The best advice for voters: Do your homework. Research the races and questions on the lengthy ballot. (Check out tampabay.com/kyc and tampabay.com/amendments.) Find your polling place. If you're voting early, check the wait times online before you go. And maybe bring a book.
To help you, we've compiled a list of answers to frequently asked questions about voting:
When and where can I vote early?
Early-voting sites will be open Saturday from 7 a.m. to 7 p.m. in Pinellas, Hillsborough and Pasco. Hernando early voting sites are open 8:30 a.m. to 4:30 p.m. Voters in line at 7 p.m. will be allowed to vote. You must vote in the county where you are registered.
Why aren't there more early-voting sites?
State law says early voting can be provided only at government buildings, such as libraries, city halls or elections supervisors' offices.
I have no party affiliation. Who can I vote for on the ballot?
Unlike in a primary election, any voter can vote for any candidate on their ballot, regardless of party affiliation.
Why do Republicans appear on the ballot before Democrats?
Under state law, the party of the governor dictates the ballot order for partisan races. Gov. Scott is a Republican.
What does "write-in" mean?
A write-in candidate who qualified to run for office but did not pay a qualifying fee or collect petition signatures to have his or her name appear on the ballot. The candidate's name must be written on the ballot by voters.
What does "at-large" mean?
A seat that serves the entire county.
Why is there no Amendment 7 on my ballot?
The Florida Supreme Court removed the proposed amendment, ruling the language was ambiguous. State lawmakers rewrote it and placed it on the ballot as Amendment 8. There are 11 amendments total.
By what percentage do ballot questions have to be approved in order to pass?
Amendments to the Florida Constitution must be approved by 60 percent-plus-1 of the electorate statewide in order to pass. Local ballot questions require 50 percent-plus-1.
Do I need to bring my voter card to my precinct or early-voting site?
No. You need to bring a valid photo and signature ID, such as a Florida driver's license or U.S. passport. An ID is not required for absentee voters, but the signature on the ballot envelope must match the signature on file at the elections office.

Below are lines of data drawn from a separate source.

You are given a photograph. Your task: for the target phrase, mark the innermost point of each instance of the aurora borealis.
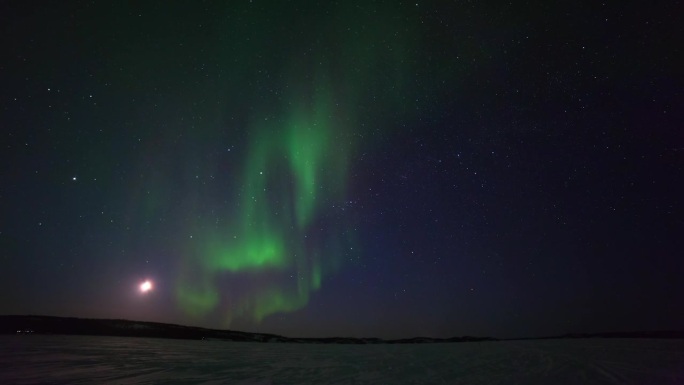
(374, 168)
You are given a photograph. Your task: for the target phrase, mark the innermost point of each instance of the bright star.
(146, 286)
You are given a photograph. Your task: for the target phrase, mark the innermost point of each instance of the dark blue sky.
(374, 169)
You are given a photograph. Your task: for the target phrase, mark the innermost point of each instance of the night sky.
(387, 169)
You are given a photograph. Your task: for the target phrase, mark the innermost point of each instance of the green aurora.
(276, 248)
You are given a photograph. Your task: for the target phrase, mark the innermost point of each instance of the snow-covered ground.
(80, 360)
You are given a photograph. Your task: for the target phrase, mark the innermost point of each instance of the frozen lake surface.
(81, 359)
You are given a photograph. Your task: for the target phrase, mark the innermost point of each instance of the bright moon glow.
(145, 286)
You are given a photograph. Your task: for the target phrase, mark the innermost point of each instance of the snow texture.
(121, 360)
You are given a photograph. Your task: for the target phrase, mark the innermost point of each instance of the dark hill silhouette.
(31, 324)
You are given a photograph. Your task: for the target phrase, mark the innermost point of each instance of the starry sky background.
(387, 169)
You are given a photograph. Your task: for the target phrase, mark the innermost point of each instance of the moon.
(146, 286)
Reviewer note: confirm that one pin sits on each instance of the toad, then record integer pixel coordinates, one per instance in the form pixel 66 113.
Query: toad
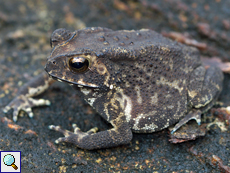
pixel 139 81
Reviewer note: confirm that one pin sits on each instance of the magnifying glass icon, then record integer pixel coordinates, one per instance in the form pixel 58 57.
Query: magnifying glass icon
pixel 9 160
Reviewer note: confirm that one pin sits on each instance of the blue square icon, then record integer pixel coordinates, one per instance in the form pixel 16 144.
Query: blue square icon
pixel 10 161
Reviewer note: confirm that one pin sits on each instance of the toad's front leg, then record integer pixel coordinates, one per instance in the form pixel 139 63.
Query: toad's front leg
pixel 118 135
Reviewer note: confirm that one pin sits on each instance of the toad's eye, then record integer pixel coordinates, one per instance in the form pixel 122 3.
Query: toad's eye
pixel 78 64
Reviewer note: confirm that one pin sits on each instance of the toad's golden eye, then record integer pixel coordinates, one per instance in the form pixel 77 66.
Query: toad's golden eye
pixel 78 64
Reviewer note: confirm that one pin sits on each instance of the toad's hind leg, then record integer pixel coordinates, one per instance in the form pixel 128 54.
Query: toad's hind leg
pixel 203 90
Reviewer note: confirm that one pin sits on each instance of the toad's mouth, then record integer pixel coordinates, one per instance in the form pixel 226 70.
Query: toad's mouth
pixel 79 83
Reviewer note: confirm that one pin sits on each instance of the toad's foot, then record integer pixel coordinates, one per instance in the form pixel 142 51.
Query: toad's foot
pixel 91 140
pixel 195 114
pixel 72 137
pixel 24 103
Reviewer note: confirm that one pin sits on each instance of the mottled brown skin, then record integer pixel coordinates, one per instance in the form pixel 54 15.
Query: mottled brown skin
pixel 137 80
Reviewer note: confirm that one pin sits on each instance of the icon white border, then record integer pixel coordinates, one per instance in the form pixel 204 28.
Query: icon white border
pixel 9 169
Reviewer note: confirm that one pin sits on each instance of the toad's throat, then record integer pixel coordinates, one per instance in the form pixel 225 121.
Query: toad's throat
pixel 79 83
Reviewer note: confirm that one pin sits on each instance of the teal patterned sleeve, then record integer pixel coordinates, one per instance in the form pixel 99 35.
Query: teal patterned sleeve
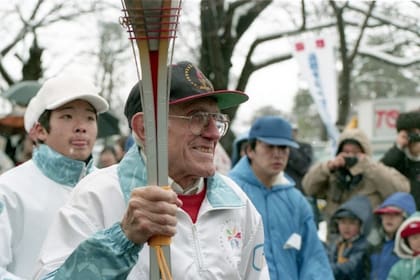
pixel 108 254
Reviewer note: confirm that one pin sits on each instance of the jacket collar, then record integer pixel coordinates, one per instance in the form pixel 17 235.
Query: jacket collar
pixel 132 173
pixel 59 168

Can I still request an absentee ballot?
Only in person, at your county elections supervisor's office.
Do I need a reason to request an absentee ballot?
How late can I mail my absentee ballot?
Absentee ballots must arrive no later than 7 p.m. on Election Day. Absentee ballot envelopes must be signed, and the signature must match the signature on record with the elections office.
What happens to my ballot after I mail it in?
If the signature on the ballot envelope matches the one on record, the ballot is opened and counted. Absentee results are the first ones reported on election night. If the signature does not match, then the ballot remains closed. A canvassing board that meets regularly before and after Election Day decides whether to accept the ballot.
How do I know my ballot counted? Is there a way to track my ballot?
You can track your absentee ballots online. Check the website of your county elections office.
Can I turn in my absentee ballot in person? If so, where?
In many counties, voters may turn in their absentee ballots in person at all early voting sites, without waiting in line. Voters should go straight to a poll worker, who will ask for photo ID before accepting the ballot.
Voters may also turn in their ballots in person through 7 p.m. on Election Day at their county elections office. Many elections offices will be open Sunday.
Voters who show up at their precincts on Election Day with an absentee ballot will be asked to cancel their absentee ballots and vote in person.
If I requested an absentee ballot and have yet to receive it, can I still vote in person?
Yes, but there's fine print. Voters will be allowed to vote in person if poll workers confirm that the elections office has not received their absentee ballot.
The absentee ballot will be canceled. If the elections department cannot determine whether it has received the voter's absentee ballot, the voter may be asked to cast a provisional ballot.
If I changed my mind, can I ask the elections department to throw away my absentee ballot and have a do-over?
No. Once an absentee ballot is cast, it cannot be revoked or amended.